Мать Ирины принялась убирать посуду. Я встал, собираясь уходить. Было уже поздно.

— Куда вы в такую темень? Переночуйте у нас, а завтра и поедете, — простодушно предложила мне добрая старушка.

Я взглянул на Ирину. Кажется, гостеприимство матери пришлось ей не очень по душе.

— И правда, — неохотно поддержала она. — Ночи темные, останьтесь. Мы постелем вам вон там, у печки.

Я немного поломался: боюсь, мол, причинить вам беспокойство, но в конце концов согласился.

Старуха передвинула к печке широкую тахту, постелила на ней постель, пожелала спокойной ночи и ушла к себе в комнату.

А я и ее дочка продолжали беседовать.

Ирина рассказывала мне о своих делах, о людях с фабрики и подругах, об их труде. А я говорил о себе… Потом мы коснулись более далеких тем, вспомнили наше детство, юность, и когда взглянули на часы, было уже далеко за полночь. А расставаться, похоже, нам обоим не хотелось…

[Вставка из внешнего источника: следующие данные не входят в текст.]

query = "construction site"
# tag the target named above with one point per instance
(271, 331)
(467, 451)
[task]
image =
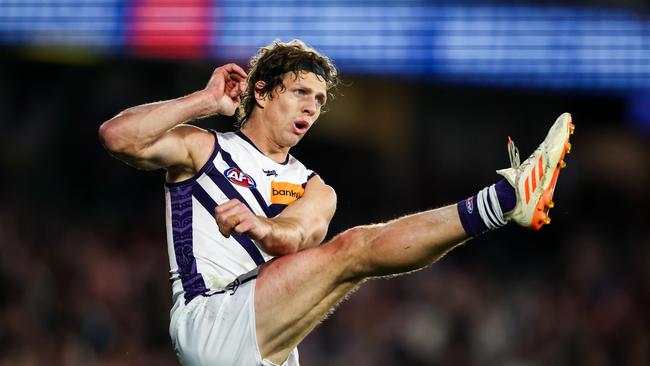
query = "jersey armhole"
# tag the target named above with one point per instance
(208, 164)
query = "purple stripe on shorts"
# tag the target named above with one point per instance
(181, 205)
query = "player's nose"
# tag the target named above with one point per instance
(310, 107)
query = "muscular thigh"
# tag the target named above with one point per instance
(294, 293)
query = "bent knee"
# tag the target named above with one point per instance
(351, 247)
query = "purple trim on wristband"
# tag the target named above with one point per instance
(470, 217)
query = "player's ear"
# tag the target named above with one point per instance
(260, 95)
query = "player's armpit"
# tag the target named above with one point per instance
(304, 223)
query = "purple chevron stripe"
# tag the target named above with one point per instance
(181, 205)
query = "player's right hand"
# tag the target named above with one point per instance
(227, 84)
(234, 216)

— Ну, Пересыпкин, желаю вам крепкого сна и сладких сновидений, — с улыбкой сказала Ирина и направилась к своей комнате.

Ее спальня находилась рядом с гостиной, в которой мы чаевничали. Туда вела широкая дверь. На дверях висели занавески вишневого бархата, расшитые золотой нитью. От времени они заметно выцвели, местами их поела моль. Над дверью покачивалась клетка без птицы: видно, птица давно умерла.

Ирина раздвинула вишневые занавески, еще раз оглянулась и скрылась за дверью.

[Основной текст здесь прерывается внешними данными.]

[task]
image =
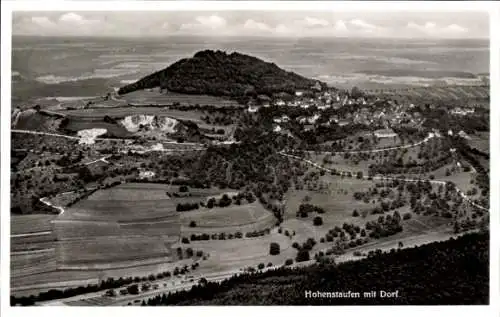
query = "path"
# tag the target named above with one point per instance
(427, 138)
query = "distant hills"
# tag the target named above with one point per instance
(218, 73)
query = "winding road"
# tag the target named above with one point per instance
(413, 180)
(427, 139)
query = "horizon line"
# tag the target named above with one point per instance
(487, 38)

Ох, какой мягкой показалась мне моя постель!..

Толстенный шерстяной матрац, две огромные пуховые подушки. Только я лег, голова словно утонула в мыльной пене. Одеяло тоже было пуховое, но такой ширины, что я никак не смог отыскать его краев, чтобы подогнуть под себя. Люблю подоткнуть одеяло со всех сторон и спать в «конверте»… Я раскинулся во весь рост и стал думать о прошедшем дне…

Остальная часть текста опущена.